Where's the break? The only breaks in the heat foreseen during this time would be afternoon convective thunderstorms.  With an upper level short-wave flow aloft and possible tropical moisture being pulled into the Southeast,   this area may have an increased probability of much needed rain. Evidence of this outcome developing already lies with the Azores High/Atlantic High, progged at nearly 1030 mb over the North Atlantic extending into the Tropical Atlantic).
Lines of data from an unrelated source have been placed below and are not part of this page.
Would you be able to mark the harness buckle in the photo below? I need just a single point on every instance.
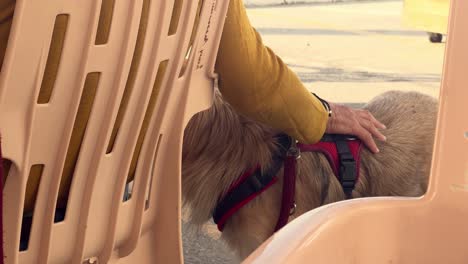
(293, 150)
(348, 170)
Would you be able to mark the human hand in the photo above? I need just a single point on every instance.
(357, 122)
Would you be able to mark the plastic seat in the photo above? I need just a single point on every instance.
(430, 229)
(170, 74)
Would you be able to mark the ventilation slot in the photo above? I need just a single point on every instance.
(79, 129)
(148, 116)
(32, 188)
(53, 61)
(192, 38)
(177, 9)
(149, 188)
(6, 18)
(132, 75)
(105, 21)
(6, 166)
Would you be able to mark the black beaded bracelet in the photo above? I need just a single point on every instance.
(325, 104)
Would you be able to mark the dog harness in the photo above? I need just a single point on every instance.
(341, 151)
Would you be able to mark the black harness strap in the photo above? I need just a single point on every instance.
(347, 167)
(257, 182)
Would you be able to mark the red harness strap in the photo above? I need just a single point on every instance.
(334, 155)
(343, 154)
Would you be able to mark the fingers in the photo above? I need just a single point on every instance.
(360, 123)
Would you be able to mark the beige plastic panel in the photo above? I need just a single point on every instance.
(98, 223)
(431, 229)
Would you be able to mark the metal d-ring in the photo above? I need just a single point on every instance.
(293, 210)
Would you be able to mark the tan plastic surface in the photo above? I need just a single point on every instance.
(430, 229)
(98, 223)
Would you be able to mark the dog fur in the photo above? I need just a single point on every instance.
(220, 144)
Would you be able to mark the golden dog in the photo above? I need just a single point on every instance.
(219, 145)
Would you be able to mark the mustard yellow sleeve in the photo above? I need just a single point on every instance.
(258, 84)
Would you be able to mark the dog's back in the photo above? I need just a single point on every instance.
(405, 158)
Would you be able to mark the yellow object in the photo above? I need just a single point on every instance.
(427, 15)
(257, 83)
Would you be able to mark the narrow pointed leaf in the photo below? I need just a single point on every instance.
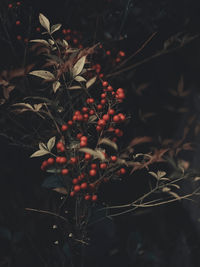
(44, 22)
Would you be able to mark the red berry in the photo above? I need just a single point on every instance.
(106, 117)
(92, 172)
(111, 111)
(103, 101)
(64, 128)
(120, 96)
(65, 171)
(73, 160)
(93, 166)
(91, 112)
(72, 194)
(105, 84)
(111, 129)
(83, 144)
(103, 166)
(50, 161)
(58, 159)
(113, 158)
(118, 132)
(77, 188)
(79, 135)
(122, 171)
(90, 100)
(63, 160)
(99, 107)
(84, 109)
(116, 118)
(70, 122)
(91, 187)
(103, 95)
(85, 117)
(87, 197)
(79, 117)
(122, 116)
(83, 185)
(88, 156)
(75, 41)
(109, 88)
(59, 145)
(120, 90)
(64, 31)
(44, 164)
(101, 122)
(84, 138)
(94, 198)
(77, 112)
(75, 181)
(98, 128)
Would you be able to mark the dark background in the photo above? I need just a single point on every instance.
(165, 236)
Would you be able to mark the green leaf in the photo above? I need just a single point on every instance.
(78, 67)
(91, 82)
(39, 153)
(44, 22)
(80, 79)
(95, 153)
(108, 142)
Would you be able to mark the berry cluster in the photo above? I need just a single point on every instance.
(80, 164)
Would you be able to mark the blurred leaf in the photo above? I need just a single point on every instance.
(108, 142)
(39, 153)
(78, 67)
(80, 79)
(61, 190)
(44, 22)
(91, 82)
(95, 153)
(43, 74)
(140, 140)
(53, 181)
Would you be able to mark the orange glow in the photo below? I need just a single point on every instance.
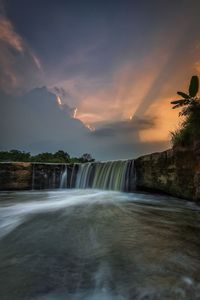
(167, 120)
(59, 101)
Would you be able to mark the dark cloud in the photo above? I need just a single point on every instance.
(125, 127)
(110, 59)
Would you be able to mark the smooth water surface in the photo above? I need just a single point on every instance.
(98, 245)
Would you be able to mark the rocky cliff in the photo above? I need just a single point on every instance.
(15, 176)
(176, 172)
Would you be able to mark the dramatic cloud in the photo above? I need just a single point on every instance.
(19, 67)
(112, 66)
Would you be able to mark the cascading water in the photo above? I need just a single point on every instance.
(63, 180)
(114, 175)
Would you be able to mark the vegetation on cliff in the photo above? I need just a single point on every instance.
(46, 157)
(189, 132)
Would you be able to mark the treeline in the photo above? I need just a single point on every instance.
(45, 157)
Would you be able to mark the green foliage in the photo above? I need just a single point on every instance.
(190, 127)
(194, 86)
(45, 157)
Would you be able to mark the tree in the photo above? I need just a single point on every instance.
(189, 131)
(188, 100)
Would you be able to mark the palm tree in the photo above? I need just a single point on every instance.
(189, 101)
(189, 131)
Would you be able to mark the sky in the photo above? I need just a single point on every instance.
(94, 76)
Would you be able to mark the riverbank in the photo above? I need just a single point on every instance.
(175, 172)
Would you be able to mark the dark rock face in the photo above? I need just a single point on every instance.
(176, 172)
(15, 176)
(49, 176)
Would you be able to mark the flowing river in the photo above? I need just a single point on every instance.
(98, 245)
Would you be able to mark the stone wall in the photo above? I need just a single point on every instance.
(176, 172)
(15, 176)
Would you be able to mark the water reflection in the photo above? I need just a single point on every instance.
(94, 245)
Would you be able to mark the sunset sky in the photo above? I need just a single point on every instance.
(94, 76)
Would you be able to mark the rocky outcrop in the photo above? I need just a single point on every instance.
(176, 172)
(27, 176)
(15, 176)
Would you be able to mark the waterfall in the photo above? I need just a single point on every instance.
(63, 180)
(33, 177)
(114, 175)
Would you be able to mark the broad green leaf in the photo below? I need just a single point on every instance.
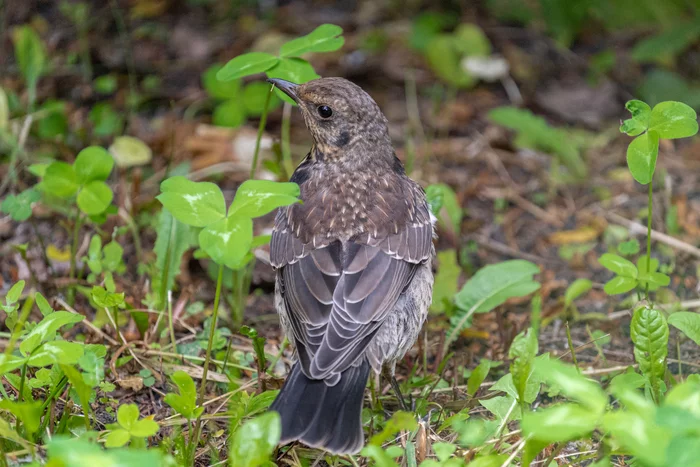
(95, 197)
(576, 289)
(255, 441)
(446, 281)
(619, 285)
(688, 323)
(128, 151)
(400, 421)
(228, 240)
(618, 265)
(172, 241)
(219, 89)
(19, 206)
(638, 437)
(105, 120)
(185, 402)
(502, 407)
(560, 423)
(46, 330)
(325, 38)
(490, 287)
(572, 384)
(246, 65)
(93, 163)
(117, 438)
(255, 198)
(673, 120)
(229, 114)
(649, 332)
(639, 122)
(106, 299)
(522, 352)
(65, 352)
(144, 428)
(60, 180)
(29, 53)
(642, 153)
(193, 203)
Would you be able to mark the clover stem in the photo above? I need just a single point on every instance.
(286, 148)
(73, 253)
(212, 330)
(649, 217)
(261, 128)
(23, 376)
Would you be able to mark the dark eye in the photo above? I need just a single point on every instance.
(324, 111)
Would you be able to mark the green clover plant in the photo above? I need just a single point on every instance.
(649, 328)
(285, 65)
(226, 235)
(130, 428)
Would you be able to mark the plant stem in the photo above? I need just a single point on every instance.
(650, 207)
(26, 309)
(23, 376)
(286, 147)
(571, 346)
(73, 253)
(212, 330)
(261, 128)
(173, 342)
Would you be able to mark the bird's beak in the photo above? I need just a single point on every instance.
(286, 87)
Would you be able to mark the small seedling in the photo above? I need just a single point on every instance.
(130, 428)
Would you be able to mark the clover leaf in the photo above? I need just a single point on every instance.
(129, 426)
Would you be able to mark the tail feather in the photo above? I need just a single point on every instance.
(322, 416)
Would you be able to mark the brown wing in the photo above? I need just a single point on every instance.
(338, 295)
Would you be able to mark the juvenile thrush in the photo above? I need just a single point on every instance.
(354, 279)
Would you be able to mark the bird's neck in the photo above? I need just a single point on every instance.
(357, 155)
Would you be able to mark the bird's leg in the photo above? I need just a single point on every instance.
(395, 386)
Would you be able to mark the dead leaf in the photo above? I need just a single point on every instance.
(134, 383)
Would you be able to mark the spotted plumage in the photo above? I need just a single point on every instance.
(353, 264)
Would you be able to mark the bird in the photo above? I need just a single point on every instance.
(353, 265)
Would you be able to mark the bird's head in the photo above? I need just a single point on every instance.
(342, 118)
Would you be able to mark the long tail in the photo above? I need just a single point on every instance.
(322, 416)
This setup will provide for an increased flow of surface moisture from the Gulf of Mexico into the Southeast. 

About the tropics Our Tropical Team will be watching the Southwest Atlantic and Gulf for signs that an upper ridge, now over the North Central US as well as the Atlantic containing a strong surface high, will lead to a busy time in the tropics once August begins. 

About the Long Range Zone
Statements posted on this page are not presented as forecasts but projections based on review of projected data. Once a week, a member of the Long Range Team will map out indications of upcoming weather patterns, including potential for future winter storm development, severe weather outbreaks, or extent and duration of a heat wave or a cold wave.

Specific forecasts on winter storm possibilities come forward once the system is considered "inside 5 days" from arrival in a certain area. Those details would be posted in the Winter Stormcast Zone.